Ai Generate Text Spark Streamline Icon: https://streamlinehq.com

Practical Applications

Overview

The paper proposes General Agentic Memory (GAM), a dual-agent framework that replaces static, ahead-of-time (AOT) memory with just-in-time (JIT) “deep research” over a complete, paged store of history. GAM comprises:

  • A Memorizer that creates a lightweight, structured memory while storing full session content in a page-store with contextual headers.
  • A Researcher that plans, searches (embedding, BM25, ID-based), integrates, and reflects iteratively to generate optimized task-specific context at runtime.

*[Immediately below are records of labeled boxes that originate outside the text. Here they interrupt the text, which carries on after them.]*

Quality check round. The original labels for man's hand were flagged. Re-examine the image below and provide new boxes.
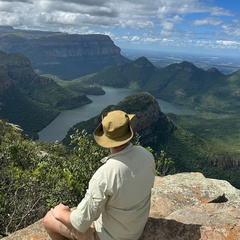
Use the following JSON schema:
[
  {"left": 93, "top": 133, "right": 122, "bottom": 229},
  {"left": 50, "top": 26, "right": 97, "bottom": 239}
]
[{"left": 51, "top": 203, "right": 70, "bottom": 222}]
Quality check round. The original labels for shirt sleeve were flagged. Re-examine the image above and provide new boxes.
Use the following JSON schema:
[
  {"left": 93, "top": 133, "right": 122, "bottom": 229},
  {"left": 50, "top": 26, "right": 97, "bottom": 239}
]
[{"left": 70, "top": 178, "right": 108, "bottom": 233}]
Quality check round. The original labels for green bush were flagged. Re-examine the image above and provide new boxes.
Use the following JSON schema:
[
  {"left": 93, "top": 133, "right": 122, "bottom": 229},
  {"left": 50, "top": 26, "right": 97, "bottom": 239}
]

Experiments show GAM consistently outperforms both memory-free (long-context LLM, RAG) and AOT-style memory systems across LoCoMo, HotpotQA, RULER, and NarrativeQA, with competitive efficiency and strong test-time scaling (deeper reflection, more retrieved pages).

Below are practical, real-world applications derived from the paper’s findings and design, grouped by deployment horizon and linked to sectors. Each item includes potential tools/workflows and feasibility notes.

Immediate Applications

These applications can be deployed now using GAM’s public repo, existing LLMs (e.g., GPT-4o-mini, Qwen2.5), and standard retrieval tools (BGE-M3, BM25, vector DBs).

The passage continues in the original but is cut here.